Traitement par PRP en Tunisie : tout savoir sur ce traitement esthétique

L’injection de PRP ou plasma riche en plaquettes est utilisée en médecine traumatologique du sport, précisément dans le traitement des tendinopathies. Mais elle est aussi employée dans la médecine esthétique, en mésothérapie afin d’agir sur les conséquences ou les stigmates du vieillissement sur la peau.

L’injection du plasma riche en plaquette en médecine esthétique permet effectivement de stimuler les cellules souches responsables de la fabrication du collagène et de l’élastine. De cette manière, elle contribue au rajeunissement et à l’embellissement du cou, du visage, des mains, du décolleté, et diverses imperfections de la peau.

Qu’est-ce que le PRP ?

Il s’agit d’une solution autologue obtenue par la préparation du sang du patient. Le PRP ne présente donc ni risque d’allergie ni de rejet. C’est un produit bio-compatible.

Le plasma est un sérum composé autant de substances nutritives, de vitamines, de protéines, de sels minéraux, d’hormones et de cellules qui permettent la survie des différentes cellules.

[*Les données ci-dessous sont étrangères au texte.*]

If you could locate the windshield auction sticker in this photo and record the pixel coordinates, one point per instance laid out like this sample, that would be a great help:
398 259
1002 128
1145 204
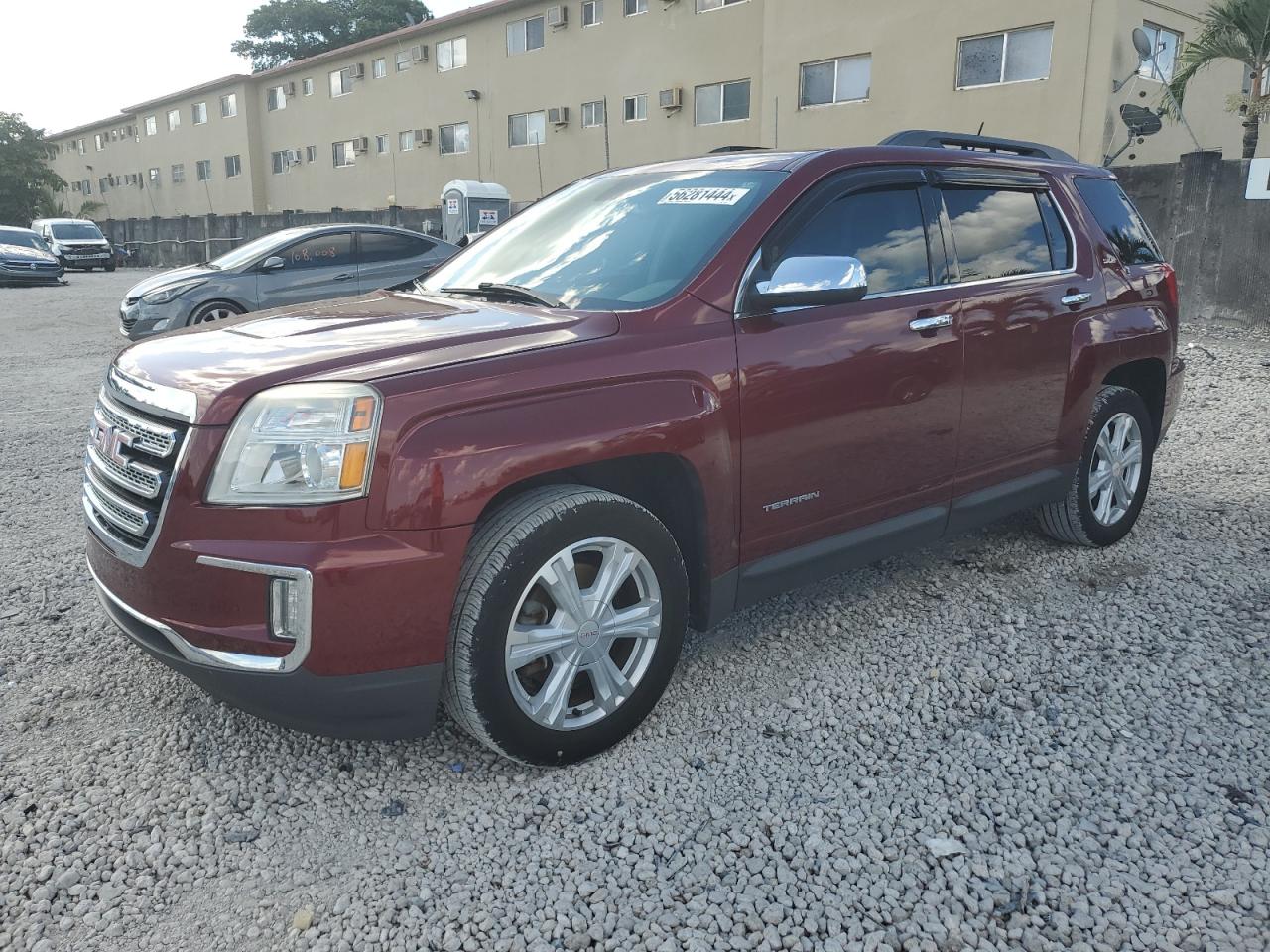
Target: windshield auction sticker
703 195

Les plaquettes quant à elles sont des cellules qui synthétisent les protéines bio-actives qui stimulent les cellules souches.

Principales indications

L’injection de PRP agit sur la peau de différentes manières. Elle aide notamment à améliorer la texture, la luminosité ainsi que la densité de la peau. Elle permet la régénération des cellules tissulaires, et contribue au rajeunissement ainsi qu’à l’embellissement. Elle permet d’éliminer ou de réduire les rides, les ridules et les cernes. Le PRP contribue aussi à l’effacement des cicatrices qu’elles soient celles de l’acné ou post-traumatiques. On l’utilise aussi pour le rajeunissement des parties intimes, notamment les lèvres vaginales ou pour le traitement de la chute des cheveux.

Comment se déroule l’intervention ?

Le traitement par injection de PRP se déroule sur un mois et se fait en 2 séances d’injection de plasma riche en plaquette. La zone à traiter ne doit pas comporter de maquillage. La prise de l’aspirine avant l’intervention est fortement déconseillée.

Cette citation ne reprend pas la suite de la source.